The rather obscurely titled “And the Heart Is Still Steaming” (“Et le Coeur Fume Encore”) is also a work of documentary theater. Created by Margaux Eskenazi and Alice Carré, this bold ensemble production weaves a large number of stories into a wide-ranging look at the legacy of the Algerian decolonization war, fought against France in the 1950s and ’60s.
To understand the conflict, which split the local population and left a heavy death toll in its wake, Eskenazi and Carré studied literary works of the time and other records.

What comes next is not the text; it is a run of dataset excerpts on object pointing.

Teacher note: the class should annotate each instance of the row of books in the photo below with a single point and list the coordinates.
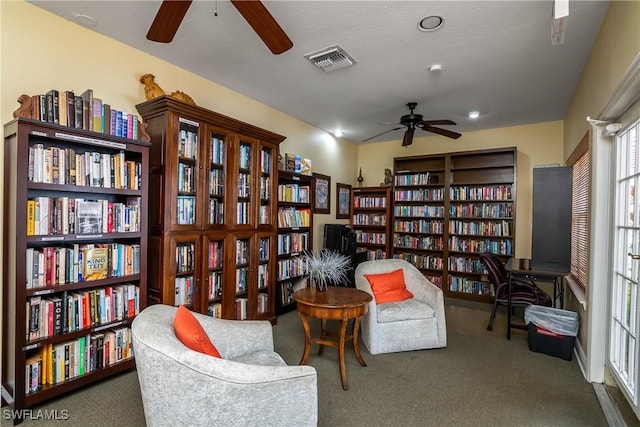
(297, 164)
(244, 185)
(216, 254)
(466, 265)
(488, 192)
(420, 195)
(184, 287)
(265, 187)
(66, 166)
(293, 193)
(419, 226)
(433, 243)
(293, 243)
(412, 179)
(74, 311)
(188, 144)
(419, 211)
(216, 211)
(57, 363)
(370, 219)
(68, 215)
(50, 266)
(371, 238)
(429, 262)
(186, 177)
(84, 112)
(369, 202)
(468, 286)
(242, 276)
(288, 268)
(292, 217)
(185, 257)
(501, 247)
(482, 210)
(484, 228)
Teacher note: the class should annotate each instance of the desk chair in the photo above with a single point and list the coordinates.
(523, 292)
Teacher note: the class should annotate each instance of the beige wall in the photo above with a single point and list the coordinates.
(35, 61)
(613, 52)
(537, 144)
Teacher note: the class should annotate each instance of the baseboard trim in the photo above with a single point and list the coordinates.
(611, 413)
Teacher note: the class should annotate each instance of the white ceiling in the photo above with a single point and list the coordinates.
(496, 57)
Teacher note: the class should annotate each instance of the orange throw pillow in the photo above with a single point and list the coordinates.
(190, 332)
(389, 287)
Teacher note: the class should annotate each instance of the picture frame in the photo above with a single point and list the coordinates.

They provide context for both the French and the Algerian sides, with fully fleshed characters of all political allegiances.
Still, “And the Heart Is Still Steaming” is at its best when it gets personal. Some of the cast members have family who fought in the war and play their own relatives, as they explain onstage early on.
The seven actors never falter, yet as in “The Dock of Ouistreham,” I found myself occasionally overwhelmed with the harrowing nature of certain details. This year has been so challenging for most of us that some productions, for all their strengths, may be more difficult to process than usual.
Comedy has no such issue, and “À l’Abordage!,” a new play by Emmanuelle Bayamack-Tam, proves a two-hour antidote to gloom. Directed by Clément Poirée at the Théâtre de la Tempête, it is a contemporary reinvention of an 18th-century comedy, Marivaux’s “The Triumph of Love”: Two women infiltrate a cultlike community where love and women — the guru’s sister aside — are banned.
Bayamack-Tam sticks closely to the original plot, sometimes to a fault, but her characters are very much of the 21st century. Fluid sexual expression is the norm, and Poirée has clearly worked hard on comic timing with the cast, led by Bruno Blairet (marvelously deadpan as the guru, Kinbote) and Sandy Boizard (his sister, Theodora).
Love triumphs onstage, as planned. For at least a little while longer, in Paris, it can.
Le Côté de Guermantes. Directed by Christophe Honoré. Comédie-Française, Théâtre Marigny, through Nov. 15.
Et le Coeur Fume Encore. Created by Margaux Eskenazi and Alice Carré. Théâtre Gérard Philipe (Saint-Denis), through Oct. 11.
Le Quai de Ouistreham. Directed by Louise Vignaud. Théâtre de la Croix-Rousse, in Lyon, through Oct. 10, and the Festival Théâtral du Val d’Oise, in Eaubonne, Dec. 4-5.
À l’Abordage! Directed by Clément Poirée. Théâtre de la Tempête, through Oct. 18.